The Xingu corydoras (Hoplisoma xinguense) is a species of freshwater ray-finned fish belonging to the subfamily Corydoradinae, the corys, of the family Callichthyidae, the armoured catfishes. This catfish is endemic to Brazil, where it is found in the Xingu drainage system in Pará and Mato Grosso.

==Taxonomy==
The Xingu corydoras was first formally described as Corydoras xinguensis in 1972 by the Dutch ichthyologist Han Nijssen, with its type locality given as Suia Missú Creek, a tributary of the upper Rio Xingu near Posto Diauarum, around 11°15'S, 53°00'W in Mato Grosso.
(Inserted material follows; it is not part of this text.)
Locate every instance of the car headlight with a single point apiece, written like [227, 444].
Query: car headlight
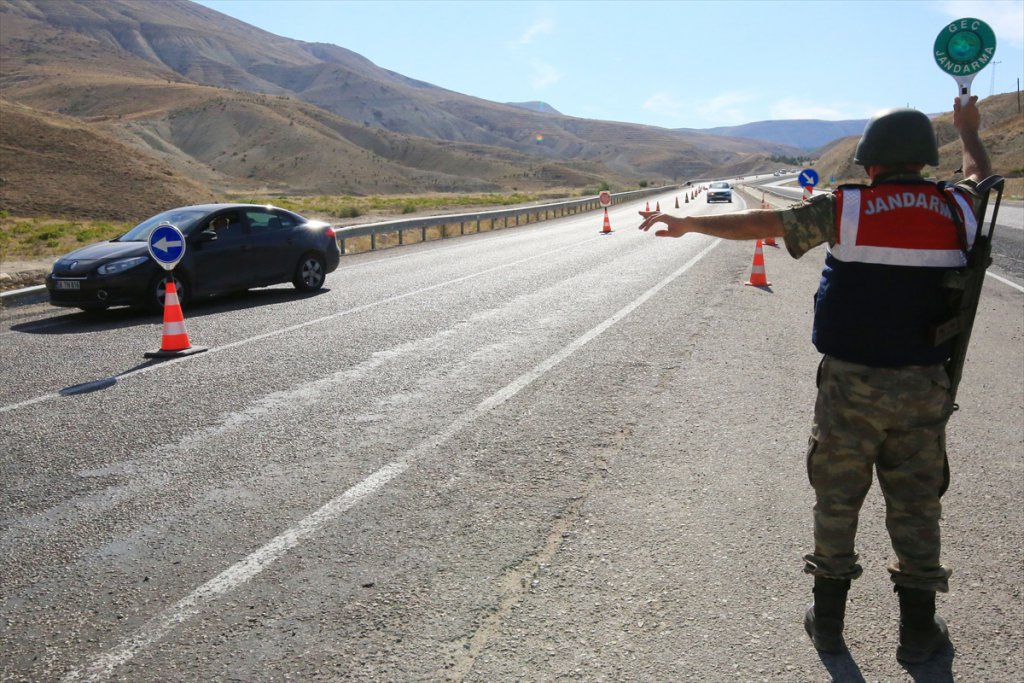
[115, 267]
It had been known in the aquarium trade as C055, C056, C105, C106, C107 and C108, the c-numbers being allocated to different colour variants according to the system oroiginally devised for Corydoras catfishes by the German fishkeeping magazine DATZ. In 2025, a phylogenetic study placed this species in lineage 9 in its former genus, and the genus name was revised to Hoplisoma.

==Description==
Xingu corydoras are grey with dark spots over the upper body above the lateral line; the lower body and underside are uniform grey. There are spots on the dorsal and pectoral fin spines with faint spotting on the caudal fin. As they mature, they develop a pinkish tinge to their main body colouration, which is broken by brown speckles. This species attains a maximum standard length of 3.7 cm, and it is a facultative air breather.

==Distribution==
The Xingu corydoras is endemic to Brazil, where it is known with certainty only from the basin of the Xingu River. Records from the basin of the Tocantins River are thought to be misidentifications.

==Utilisation==
The Xingu corydoras is allowed to be exported from Brazil for the aquarium trade.